Genoveffa compare soltanto due volte – anche se lo stato dell'opera è tale da considerare perse

alcune scene – e durante compaiono personaggi di cui non si riesce a trovare l'identità, come la

donna che parla con Sigfrido nella penultima porzione o i due paggi presenti sia a colloquio con

Drako sia durante il banchetto del conte:

Ad onta di queste divergenze dalla leggenda comune e di questi punti oscuri nella interpretazione delle scene,

sembra fuori dubbio che si tratti del racconto di Genoveffa.

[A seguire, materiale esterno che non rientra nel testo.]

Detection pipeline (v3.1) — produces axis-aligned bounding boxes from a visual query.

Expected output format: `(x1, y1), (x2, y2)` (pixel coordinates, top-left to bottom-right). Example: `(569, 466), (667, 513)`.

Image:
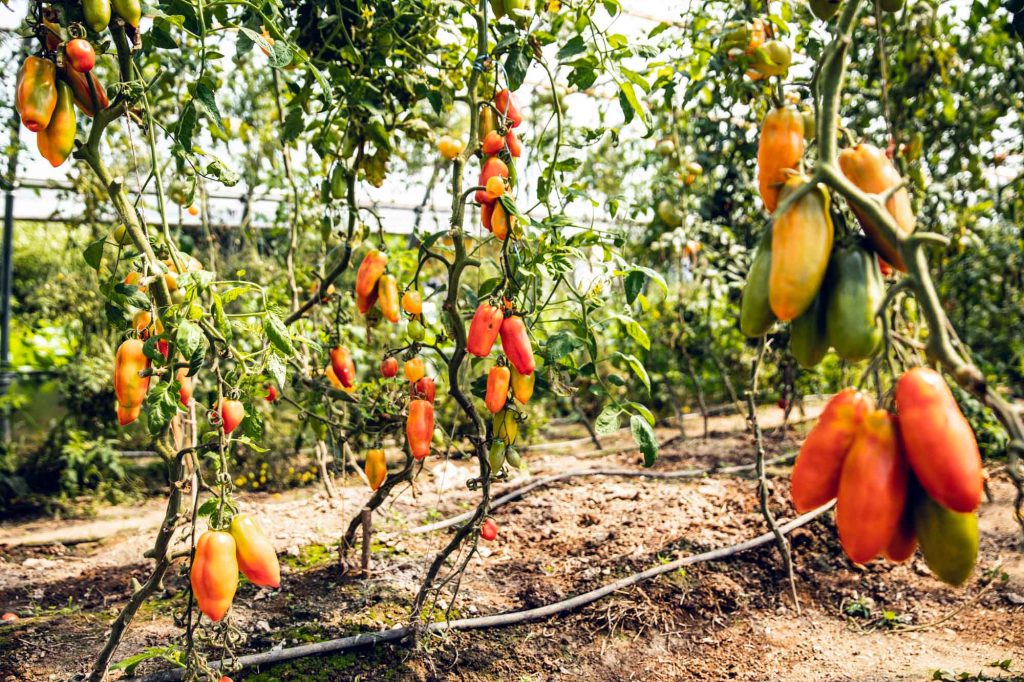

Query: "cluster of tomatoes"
(189, 514), (281, 623)
(792, 368), (984, 585)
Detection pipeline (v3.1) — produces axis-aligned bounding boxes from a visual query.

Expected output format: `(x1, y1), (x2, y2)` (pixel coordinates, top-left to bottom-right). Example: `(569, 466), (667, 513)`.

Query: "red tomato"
(480, 518), (498, 542)
(65, 38), (96, 74)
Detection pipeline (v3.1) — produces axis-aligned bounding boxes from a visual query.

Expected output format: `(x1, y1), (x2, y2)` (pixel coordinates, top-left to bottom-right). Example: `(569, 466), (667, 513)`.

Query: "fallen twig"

Il significato stesso della leggenda e il fatto di trovarsi

collocata nella sala di un palazzo di Giustizia ci conferma nella nostra opinione. È evidente infatti che il

committente delle pitture (forse il Vescovo Hack) volle far rappresentare, per mezzo di una leggenda popolare, il

trionfo della verità e della giustizia, col ritrovamento dell'innocente Genoveffa e la condanna del falso Golo.3

Dal punto di vista stilistico il pittore rappresenta il racconto schematicamente limitandosi alle scene

più significative e ai personaggi principali (Sigfrido, Golo, Drako, Genoveffa) seguendo un ritmo

serratissimo; si ripetono spesso gli stessi paesaggi e gli stessi colori come il giallo, il verde e il

rosso, inoltre l'insieme delle pitture permette di cogliere una sorta di visione planimetrica, come si

trattasse di un arazzo.

La stessa linearità e incidenza si può ritrovare negli affreschi rappresentanti le gesta di Teodorico di

Verona che in origine si trovavano al castello di Montechiaro nella Val Venosta, mentre oggi sono

custoditi al Ferdinandeum di Innsbruck; quest'analogia denota la presenza di un arte locale propria

dei luoghi montani; quella di Coredo è indubbiamente più naturalistica rispetto a quella di

Montechiaro perché più vicina nel tempo, eppure entrambe risultano figurativamente lineari e

mancanti di profondità oltre ad essere ispirate ai modelli delle miniature dei Tacuina sanitatis.

3 A. Morassi, Un nuovo ciclo di pittura profana nel Trentino, op. cit., p. 455.